Plantée en juin dans un sol ordinaire, même légèrement argileux, elle s’installe bien à condition de recevoir quelques arrosages les dix premiers jours. Ensuite, elle est autonome. Ses vertus médicinales, reconnues pour stimuler les défenses immunitaires, en faisaient une plante du jardin de santé que beaucoup de familles rurales cultivaient par tradition.
- Exposition : soleil à mi-ombre légère
- Sol : ordinaire, bien drainé
- Rusticité : jusqu’à -20°C
- Floraison : juillet à septembre
- Hauteur : 60 à 120 cm selon variétés
Ce que ces quatre plantes ont en commun
Au-delà de leur résistance à la sécheresse, ces quatre vivaces partagent plusieurs caractéristiques qui expliquent pourquoi nos anciens les choisissaient systématiquement pour les endroits difficiles du jardin.
| Plante | Résistance chaleur | Rusticité hiver | Floraison | Arrosage entretien |
|---|---|---|---|---|
| Lavande | Excellente | Jusqu’à -15°C | Juillet-septembre | Nul |
| Achillée | Très bonne | Jusqu’à -20°C | Juin-septembre | Nul |
| Sedum | Excellente | Jusqu’à -15°C | Août-octobre | Nul |
| Échinacée | Très bonne | Jusqu’à -20°C | Juillet-septembre | Nul |
Elles fleurissent toutes en été, précisément au moment où les jardins manquent souvent de couleur parce que les autres plantes souffrent de la chaleur. Elles attirent les pollinisateurs, ce qui était important dans les jardins potagers de nos anciens. Elles se multiplient facilement, par division ou par bouturage, ce qui permettait de les partager sans dépenser d’argent. Et elles vivent des dizaines d’années sans soins particuliers.
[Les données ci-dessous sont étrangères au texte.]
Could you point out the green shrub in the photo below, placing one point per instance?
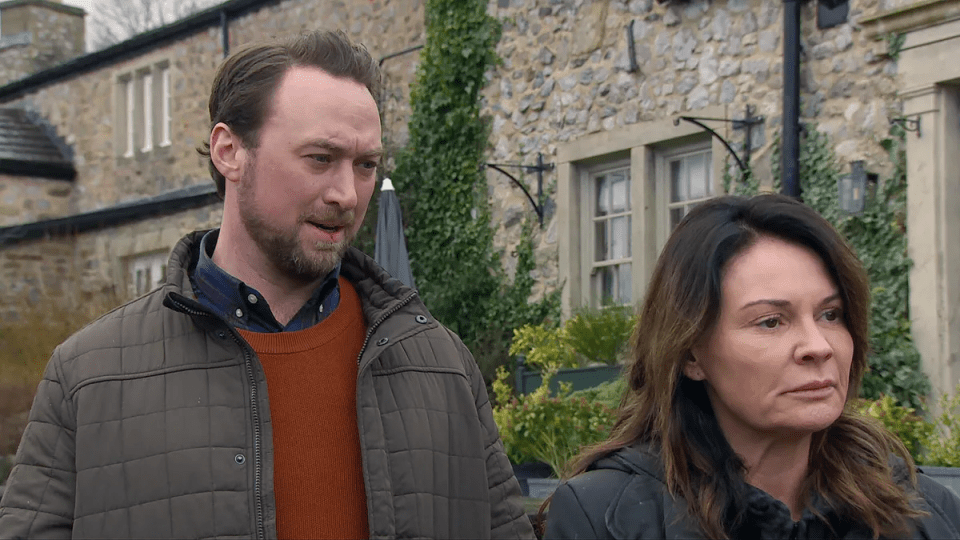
(591, 336)
(444, 191)
(904, 422)
(601, 335)
(942, 443)
(608, 394)
(538, 427)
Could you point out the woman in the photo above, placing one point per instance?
(752, 341)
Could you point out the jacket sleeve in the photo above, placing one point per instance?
(507, 517)
(943, 506)
(39, 498)
(566, 517)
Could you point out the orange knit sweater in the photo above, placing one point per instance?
(312, 385)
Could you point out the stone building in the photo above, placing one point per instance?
(594, 88)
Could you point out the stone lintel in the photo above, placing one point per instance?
(915, 16)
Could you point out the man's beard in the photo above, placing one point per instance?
(283, 247)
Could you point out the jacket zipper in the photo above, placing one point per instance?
(366, 340)
(383, 317)
(257, 450)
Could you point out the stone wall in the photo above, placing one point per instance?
(90, 268)
(36, 35)
(84, 109)
(565, 74)
(24, 199)
(84, 112)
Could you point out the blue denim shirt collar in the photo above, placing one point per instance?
(244, 307)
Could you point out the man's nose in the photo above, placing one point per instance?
(340, 187)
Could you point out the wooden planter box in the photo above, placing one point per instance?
(948, 476)
(580, 378)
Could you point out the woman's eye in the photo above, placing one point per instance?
(832, 315)
(772, 322)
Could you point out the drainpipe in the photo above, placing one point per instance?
(790, 140)
(225, 32)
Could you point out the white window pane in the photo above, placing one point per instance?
(604, 286)
(147, 82)
(625, 284)
(620, 194)
(131, 111)
(600, 241)
(603, 196)
(165, 101)
(678, 181)
(620, 237)
(676, 214)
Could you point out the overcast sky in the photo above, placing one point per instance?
(90, 6)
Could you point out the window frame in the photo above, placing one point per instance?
(143, 110)
(154, 263)
(639, 143)
(663, 180)
(588, 176)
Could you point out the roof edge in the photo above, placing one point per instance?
(165, 204)
(38, 169)
(132, 47)
(62, 8)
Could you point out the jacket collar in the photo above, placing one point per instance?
(381, 294)
(770, 517)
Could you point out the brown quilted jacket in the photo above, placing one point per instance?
(154, 421)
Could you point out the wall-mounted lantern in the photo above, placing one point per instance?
(856, 188)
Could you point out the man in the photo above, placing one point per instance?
(279, 383)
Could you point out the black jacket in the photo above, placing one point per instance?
(624, 496)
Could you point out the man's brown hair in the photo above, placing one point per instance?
(246, 81)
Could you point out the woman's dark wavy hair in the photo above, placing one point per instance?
(850, 463)
(246, 81)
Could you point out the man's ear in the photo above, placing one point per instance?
(691, 366)
(227, 152)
Ce n’est pas une coïncidence si ces plantes reviennent aujourd’hui sur le devant de la scène jardinière. Face aux restrictions d’eau, aux canicules répétées et à une prise de conscience générale sur la consommation des ressources naturelles, le jardinage sans arrosage ou jardinage en sécheresse redevient une priorité. Nos grands-parents n’avaient pas inventé un concept tendance, ils avaient simplement adapté leurs pratiques aux contraintes de leur époque. Il se trouve que ces contraintes ressemblent de plus en plus aux nôtres.
Planter ces quatre vivaces en juin, c’est faire le choix d’un jardin qui travaille avec le climat plutôt que contre lui. Un jardin qui fleurit en pleine canicule pendant que le voisin arrose tous les soirs. Un jardin qui, dans dix ans, sera encore là, sans avoir coûté un seul litre d’eau du robinet.